Lovely while it lasts
IT HAS undeniably
been lovely, and we hate to spoil the fun just as you head for the beach.
But it is high time that investors took a more sceptical look at the world’s
soaring stockmarkets. In America in particular, the current bull run has
been astonishing. Although prices have risen pretty steadily since the
crash of 1987, the really giddy growth has been crammed into the past 21/2
years. Wall Street’s rise since late 1994 has added $5 trillion to the
value of shares, creating paper riches for millions of Americans. How long
can such loveliness last?
Nobody really knows. Just over a year ago investors were holding their breath as the Dow Jones Industrial Average pushed towards the 6,000 mark. It is now over 8,200 and looks set at this rate to top 10,000 in 1998. Last December Alan Greenspan worried aloud about the market’s “irrational exuberance”. But even the Fed’s chairman has now been silenced by the Dow’s further rise. Calling the top of a surging bull market is clearly a mug’s game, for a newspaper no less than for a central banker.
There is, however, a far more dangerous sort of game that mugs can play. This is the game of piling into shares at prices that the economic fundamentals simply do not support. In such a case investors are merely betting that the market is going to rise before it falls, and—the entertaining and nail-biting part—that they will find someone more gullible to sell to just when the time is right.
Most recent stockmarket commentary has focused on the fear that the American economy is in danger of overheating and that this will force Mr Greenspan to snuff out inflation by raising interest rates. But a Fed-engineered slowdown is only one of the ways in which the bull run might end. An equally likely outcome is simply that growth will not be strong enough for long enough to justify present stockmarket prices. To see why, it helps to recall some elementary facts about the setting of share prices.
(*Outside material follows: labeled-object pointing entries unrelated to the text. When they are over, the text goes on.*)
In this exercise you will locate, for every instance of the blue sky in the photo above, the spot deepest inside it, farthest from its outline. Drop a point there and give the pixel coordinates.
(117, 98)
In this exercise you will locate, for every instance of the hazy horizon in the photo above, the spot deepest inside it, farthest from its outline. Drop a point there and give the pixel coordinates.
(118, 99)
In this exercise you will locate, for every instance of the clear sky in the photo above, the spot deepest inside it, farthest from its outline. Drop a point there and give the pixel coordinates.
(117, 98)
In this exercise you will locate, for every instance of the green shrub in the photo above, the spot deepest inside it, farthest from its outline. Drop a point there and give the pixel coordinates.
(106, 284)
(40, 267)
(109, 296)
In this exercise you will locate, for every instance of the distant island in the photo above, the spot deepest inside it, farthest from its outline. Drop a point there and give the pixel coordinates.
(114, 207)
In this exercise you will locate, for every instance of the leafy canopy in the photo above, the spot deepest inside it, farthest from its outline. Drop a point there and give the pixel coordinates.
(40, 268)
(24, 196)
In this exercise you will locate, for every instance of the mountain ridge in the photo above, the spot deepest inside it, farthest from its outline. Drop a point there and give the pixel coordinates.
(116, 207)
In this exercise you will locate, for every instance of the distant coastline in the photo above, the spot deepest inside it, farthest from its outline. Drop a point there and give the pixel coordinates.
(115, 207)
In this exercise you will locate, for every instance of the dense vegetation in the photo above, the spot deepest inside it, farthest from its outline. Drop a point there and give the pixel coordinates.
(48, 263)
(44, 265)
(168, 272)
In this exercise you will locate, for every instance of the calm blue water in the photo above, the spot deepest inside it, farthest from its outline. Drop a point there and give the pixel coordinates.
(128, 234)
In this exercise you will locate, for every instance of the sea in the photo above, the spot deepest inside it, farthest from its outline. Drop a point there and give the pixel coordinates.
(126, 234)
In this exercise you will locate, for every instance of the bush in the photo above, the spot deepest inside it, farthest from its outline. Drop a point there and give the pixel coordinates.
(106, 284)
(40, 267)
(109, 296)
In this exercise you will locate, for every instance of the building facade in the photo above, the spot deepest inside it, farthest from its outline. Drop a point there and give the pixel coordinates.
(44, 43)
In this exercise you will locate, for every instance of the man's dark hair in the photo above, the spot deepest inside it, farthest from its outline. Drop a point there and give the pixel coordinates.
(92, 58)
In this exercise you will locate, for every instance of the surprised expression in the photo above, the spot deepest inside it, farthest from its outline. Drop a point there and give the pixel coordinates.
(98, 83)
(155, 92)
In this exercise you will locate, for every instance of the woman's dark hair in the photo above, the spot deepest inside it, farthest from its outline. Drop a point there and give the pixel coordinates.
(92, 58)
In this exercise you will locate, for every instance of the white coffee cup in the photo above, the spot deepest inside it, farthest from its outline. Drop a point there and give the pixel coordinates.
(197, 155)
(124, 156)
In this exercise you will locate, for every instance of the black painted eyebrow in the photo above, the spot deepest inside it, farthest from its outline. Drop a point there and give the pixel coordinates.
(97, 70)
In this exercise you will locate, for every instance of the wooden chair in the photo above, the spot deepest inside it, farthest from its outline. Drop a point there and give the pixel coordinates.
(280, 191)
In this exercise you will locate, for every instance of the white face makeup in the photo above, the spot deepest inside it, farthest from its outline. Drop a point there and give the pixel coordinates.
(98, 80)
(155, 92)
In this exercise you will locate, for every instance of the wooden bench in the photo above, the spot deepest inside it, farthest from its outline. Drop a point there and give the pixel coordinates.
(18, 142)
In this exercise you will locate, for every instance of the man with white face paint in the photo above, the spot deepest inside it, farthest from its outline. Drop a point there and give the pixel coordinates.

A little light number-crunching
To justify the present mighty run, bulls point out that America’s economy is in better shape than ever: low inflation, low interest rates, booming growth after 61/2 years of expansion and so forth. The trouble with all this is that the value of shares today has nothing to do with the past. Their value represents the market’s guess of how much profit American firms will generate in the future.
In the end two things determine the price of a share: the amount of cash investors expect to receive from the company’s earnings, and the difference between that amount and the income investors could earn by choosing instead to place their money in a safer fixed-interest investment. How justified do Wall Street’s current valuations look in the light of present earnings and interest rates?
Long-term interest rates are presently running at around 6.5%. In the past investors have, on average, demanded an extra five percentage points or so to compensate for the extra risk of holding shares. One cheering theory holds that today’s investors, many of them baby-boomers investing over long periods for their retirement, are no longer so unhappy about the short-term volatility of stocks compared with bonds.
But even if this were true, and the risk premium had fallen by half to 21/2%, shareholders would have to earn a return of 9% a year to justify current valuations. At present the firms listed in the S&P 500, America’s biggest publicly traded companies, are paying dividends of around $115 billion a year, only around 1.6%. Of course, this paltry dividend yield does not include the capital gains that investors expect in future. Ultimately, though, such increases must be backed up by rising dividends. To justify current prices those dividends will have to grow fast (by about 71/2% a year, it turns out) to generate a reasonable return. And since inflation is currently running at around 3% a year, firms’ profits must rise by 4-5% in real terms indefinitely.
To many bulls this seems easy (see article). The profits of America’s non-financial companies have been growing by 19% a year during the current expansion. But this is hardly a guide to future performance. Since profits tend to be low during recessions, they rebounded sharply as America’s recovery took hold. Now, though, the recovery is no longer new. With the expansion beginning to moderate, and labour markets tightening, firms’ output cannot grow faster than productivity without reigniting inflation.
There is of course a delightful notion that productivity in America is in the throes of a secular rise, thanks to the spread of information technology, deregulation and globalisation—and to the virtuous interaction of these things. Although official numbers do not yet support this case, the difficulty of measuring productivity accurately in a service-driven modern economy is widely acknowledged. Even so, for investors to base their expectations on such anecdotal evidence is perilous in the extreme. Historically, real productivity growth has risen at 2-21/2%. It would have to rise by twice as much to deliver the needed 4-5% growth in real profits.
There is a third way—beyond growth in output or growth in productivity—for firms to increase their flow of profits, and therefore buoy up share prices. They can also, if workers oblige, divert a bigger share of their revenues from wages into profits. Economists are having a lively debate as to whether this diversion is taking place, and to what degree. But even if it is taking place, it must be close to its limits in an economy at pretty full employment. After years of holding steady, unit labour costs have been on the rise, which means that wage increases are at last beginning to outstrip productivity gains.
As befits a bit of light number-crunching to take to the beach, much of the foregoing could be written on the back of an envelope. And as proponents of rational expectations love to point out, the market knows all. In this case, it certainly seems to know something The Economist has missed. Still, our best wishes for the holiday season.